My Great Great Aunt Ida Spencer Brown Nass, married Andrew Alfred Brown on October 1, 1872. They had two sons, Elmer Ellsworth and Andrew Alfred. It is unknown what happened to Ida’s first husband, but she later married Sjur Johannesson Nass, who went by Samuel, and they had two daughters, Ellen and Ethel.
Ida and Andrew’s son Andrew Alfred, who usually went by A.A. Brown, married a woman names Emma Caroline Haessler. Their marriage was filled with love, and blessed with ten children, Gertrude Flora, Alwyn A, Emma Henrietta, John Henry “Johnie”, Bessie, Warren Winston, Elizabeth Ida, Edward Spencer, James Robert, and Fredrick Valden. While their lives were happy, they were not long. Emma passed away on October 31, 1918, leaving Andrew to raise their seven children…a difficult task with small families, but much harder for a man with seven children. Andrew was doing quite well with the task, even though his oldest daughter, Gertrude, who had most likely been a big help, was married on April 20, 1920, leaving him with one less helping hand around the house. Their son Alwyn had preceded his mother in death on June 10, 1918, as had Johnie on September 12, 1905 at 3 years of age, and Bessie on September 10, 1905 at 3 months of age.
On January 29, 1921, tragedy would again strike the family, when Andrew was killed in The Great Olympic Blowdown. The storm, which was one of the worst in Washington state history, came in off the coast at around 8:00 am on January 29, bringing with it, hurricane force winds estimated at 125 to 150 mph. The Forest Service estimated the loss of timber at several billion board feet. The loss of life was one, Andrew A Brown, who was an engineer working at the Anderson-Middleton Lumber Mill in Aberdeen. He was killed instantly when a sudden gust blew down a smokestack pinning him against a broken steam pipe and scalding him to death.

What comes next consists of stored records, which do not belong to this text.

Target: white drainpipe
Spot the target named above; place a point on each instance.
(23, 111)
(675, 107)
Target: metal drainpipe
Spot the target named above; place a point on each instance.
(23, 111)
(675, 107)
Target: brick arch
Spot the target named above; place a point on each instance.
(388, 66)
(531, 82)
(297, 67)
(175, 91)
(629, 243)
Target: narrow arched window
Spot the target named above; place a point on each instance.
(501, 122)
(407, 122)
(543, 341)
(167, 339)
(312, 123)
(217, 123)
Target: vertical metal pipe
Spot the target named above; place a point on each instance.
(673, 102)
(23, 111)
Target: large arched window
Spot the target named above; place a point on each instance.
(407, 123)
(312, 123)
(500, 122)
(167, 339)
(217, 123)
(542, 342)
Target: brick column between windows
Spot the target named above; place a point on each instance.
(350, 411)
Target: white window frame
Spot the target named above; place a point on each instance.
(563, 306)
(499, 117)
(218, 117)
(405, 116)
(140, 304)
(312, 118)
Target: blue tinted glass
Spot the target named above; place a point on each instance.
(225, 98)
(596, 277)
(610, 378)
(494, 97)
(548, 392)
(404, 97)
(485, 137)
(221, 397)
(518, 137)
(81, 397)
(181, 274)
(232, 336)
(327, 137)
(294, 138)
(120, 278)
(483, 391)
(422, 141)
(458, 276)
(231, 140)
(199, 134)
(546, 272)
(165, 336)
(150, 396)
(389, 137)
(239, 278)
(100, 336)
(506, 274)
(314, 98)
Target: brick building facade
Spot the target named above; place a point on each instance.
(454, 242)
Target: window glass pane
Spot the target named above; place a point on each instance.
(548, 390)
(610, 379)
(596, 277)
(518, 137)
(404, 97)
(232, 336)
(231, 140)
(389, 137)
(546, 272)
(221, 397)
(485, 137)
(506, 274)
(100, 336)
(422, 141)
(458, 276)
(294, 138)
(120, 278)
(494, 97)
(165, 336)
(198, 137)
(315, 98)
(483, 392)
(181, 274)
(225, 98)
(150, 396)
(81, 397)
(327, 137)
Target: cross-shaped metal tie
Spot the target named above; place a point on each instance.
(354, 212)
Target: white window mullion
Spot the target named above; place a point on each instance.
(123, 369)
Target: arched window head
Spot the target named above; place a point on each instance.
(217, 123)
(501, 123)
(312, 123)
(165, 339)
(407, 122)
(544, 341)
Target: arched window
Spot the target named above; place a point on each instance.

Once again, a grieving Gertrude, who had married Patrick Mint House, stepped in, taking the remaining six children into their home and raising them as their own. Emma was 21 years old by then, so I don’t know if she lived with her sister or not, but the rest of the children ranged in ages from 4 years to 14 years. The littlest ones would most likely not even remember their parents very clearly in the coming years. Their parents hadn’t shared memories of their childhood even with their eldest daughter, Gertrude, so the memories the younger children would have would only be what little bits and pieces she could tell them of her childhood years with their parents. I have to commend Gertrude and Patrick for their heroic and selfless act of taking in her siblings. I can only imagine how hard that must have been for them. In looking through the genealogy records, I can’t find any evidence of Gertrude and Patrick having any children of their own. I don’t know if that was because they were unable to have children or that they had a ready made family. Either way, I find that very sad, because I think they must have been wonderful, loving parents. I imagine that it was an enormous job to take on six children…especially when one is only 23 years old herself. Still, they were family and she loved them. She could not bear to have them go to an orphanage, so she and her husband did what they had to do, and raised her siblings in a happy, loving home…an act of kindness the children never forgot.